Fatigue life of metals with particular reference to nonlinear damage accumulation under variable amplitude loading

Fatigue in engineering components and structures subjected to cyclic loading is characterised by the process of accumulation of damage over a period of time. This phenomenon of damage accumulation could potentially lead to catastrophic failures. Unfortunately the occurrence of such failures is difficult to predict due to a limited understanding of the fatigue process particularly under variable amplitude loading (VAL). Fatigue life of metals is usually determined from linear damage rule (LDR) that offers sufficient level of conservatism and accuracy, particularly for high cycle fatigue (HCF) loading blocks typified by magnitudes of stresses well within elastic limit and period exceeding millions of cycles. However, for low cycle fatigue (LCF) associated with a relatively small number of high amplitude load cycles causing bulk plastic strain, the damage process is affected by the amplitude and sequence of plastic strain. Past attempts to apply the LDR to predict fatigue life for LCF have been largely unsuccessful. Irrespective of the various modifications proposed, the LDR has failed to capture the nonlinear accumulation of damage observed for certain load sequences within VAL spectra, where at least a portion of the loads cause plastic strain. Amongst the variety of LCF life prediction models proposed in the literature, those based on the energy approach of continuum damage mechanics (CDM) provide significant scope to further the development as they conform to the principles of thermodynamics and hysteretic energy dissipation.

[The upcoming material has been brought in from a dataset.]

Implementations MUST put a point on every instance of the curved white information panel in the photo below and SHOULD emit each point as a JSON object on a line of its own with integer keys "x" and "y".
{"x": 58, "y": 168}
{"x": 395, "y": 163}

This thesis presents an energy based nonlinear damage accumulation (NLDA) model that utilises the CDM concept and a cumulative damage parameter to account for nonlinear damage accumulation under VAL. The fatigue life predictions of the NLDA model for metals subjected to constant, high amplitude, strain controlled loading, compare well with the experimental data reported in the literature. The nonlinear capability of the NLDA model has been demonstrated using a well established two-step block -loading test.